The text guardrail is a Large Language Model (LLM) that can generate text outputs from text inputs.

llm-simple

There exist specific Guardrail LLMs that have been trained on analyzing text and generating simple outputs that describe potential risks.
The Granite Guardian is one of these models, which have been specifically designed to detect risks from the IBM AI Risk Atlas.

For our case, we also wanted to customize the categories that the guardian model detects, to add our own.
This is possible with the Granite Guardian by including custom categories in the input prompt sent to Granite Guardian along with the user’s text.

You can find more details in this excellent article.

Image Guardrails 🖼️

For filtering generated images, we use a model called Stable Diffusion Safety Checker.
How it works is that it will take an image as an input and create embeddings. These embeddings are just long arrays/lists of numbers, but they are really cool because the model is trained so that embeddings that are close to each other come from similar looking images.

embeddings

The model then uses this to see if our image is too close to any unsafe image so we can block it.
In the drawing above we can pretend that tractors are unsafe, so any image too close to the tractor dot will be blocked.

We can also customize it and add another category by simply adding another image that we are not allowed to be too close to.
Note that this works much better if the model has been trained on images from the new category so it easier can identify them, but it still works well enough without the training to experiment with it.

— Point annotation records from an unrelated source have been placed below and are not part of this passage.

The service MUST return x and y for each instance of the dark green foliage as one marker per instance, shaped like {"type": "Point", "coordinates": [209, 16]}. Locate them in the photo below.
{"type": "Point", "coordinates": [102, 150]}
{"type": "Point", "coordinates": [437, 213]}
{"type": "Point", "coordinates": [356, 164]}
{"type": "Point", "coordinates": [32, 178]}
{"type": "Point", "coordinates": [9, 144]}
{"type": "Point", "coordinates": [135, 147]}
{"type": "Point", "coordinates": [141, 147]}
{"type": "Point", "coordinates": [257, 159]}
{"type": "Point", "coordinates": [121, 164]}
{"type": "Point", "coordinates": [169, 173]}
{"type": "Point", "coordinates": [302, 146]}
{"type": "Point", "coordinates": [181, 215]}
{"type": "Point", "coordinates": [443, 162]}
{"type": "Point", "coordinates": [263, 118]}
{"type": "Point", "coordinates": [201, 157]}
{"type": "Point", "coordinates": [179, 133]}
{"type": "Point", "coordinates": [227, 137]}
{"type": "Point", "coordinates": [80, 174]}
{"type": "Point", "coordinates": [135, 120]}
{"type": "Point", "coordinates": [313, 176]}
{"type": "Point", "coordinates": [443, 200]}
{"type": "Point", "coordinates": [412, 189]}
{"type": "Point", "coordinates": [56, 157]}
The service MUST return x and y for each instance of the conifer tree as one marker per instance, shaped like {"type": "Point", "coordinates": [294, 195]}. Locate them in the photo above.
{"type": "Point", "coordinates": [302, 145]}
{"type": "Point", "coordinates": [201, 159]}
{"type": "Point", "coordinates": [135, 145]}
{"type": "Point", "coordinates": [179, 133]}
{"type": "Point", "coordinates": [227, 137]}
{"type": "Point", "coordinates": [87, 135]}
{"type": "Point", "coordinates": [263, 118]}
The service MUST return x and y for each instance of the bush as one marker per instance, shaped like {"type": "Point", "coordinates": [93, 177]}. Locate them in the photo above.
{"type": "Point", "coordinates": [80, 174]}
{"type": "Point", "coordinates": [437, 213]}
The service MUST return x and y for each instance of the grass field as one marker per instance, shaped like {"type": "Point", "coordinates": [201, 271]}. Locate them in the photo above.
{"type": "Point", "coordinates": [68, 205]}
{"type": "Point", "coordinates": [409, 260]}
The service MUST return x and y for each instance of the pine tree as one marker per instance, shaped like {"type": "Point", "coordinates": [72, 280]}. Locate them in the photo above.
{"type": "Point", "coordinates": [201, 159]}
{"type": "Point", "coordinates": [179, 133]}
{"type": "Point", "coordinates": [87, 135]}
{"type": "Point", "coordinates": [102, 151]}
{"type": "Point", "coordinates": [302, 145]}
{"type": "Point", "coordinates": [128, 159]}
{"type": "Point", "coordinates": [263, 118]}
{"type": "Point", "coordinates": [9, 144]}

However, we noticed an issue: the model wasn’t great at detecting unsafe content while images were still blurry during generation.
A simple fix would have been to check only the final image, but by that point, the image is already visible.
Instead, we decided to only use the image guardrails after 50% of the steps, where the image is blurry enough that details aren’t clear, but visible enough for the guardrails to not be confused.

You can find more details about how this works and was customized here.

UI 🪄

To be able to interface with the model, we built a user-friendly UI.

sdxl-ui

There are a few settings in this UI:

  • Prompt - Users enter a text description of what image they want.
  • Size - Dropdown to choose the image size.
  • Guidance Scale - Adjusts how creative vs. strict the model follows the prompts.
  • Number of Inference Steps - Balances speed and image quality.
  • Denoising Limit - Controls when the refiner model takes over from the base model.

Along with calling the text and image guardrails, the UI automatically watermarks final images, making it clear they were generated by our system. generated-dog

Summary

We can now look back at the full architecture and see how all the pieces fit together

image-generation-flow

Here’s a step-by-step look at how the system works:

  1. User enters a prompt in the UI.
  2. Granite Guardian checks the prompt for safety.
  3. If approved, the SDXL model starts generating an image.
  4. Each step of the denoising process is shown to the user.
  5. After 50% completion, the image guardrail checks for unsafe content.
  6. If the image passes, the user sees it; otherwise, it gets blocked.
  7. The final image gets a watermark.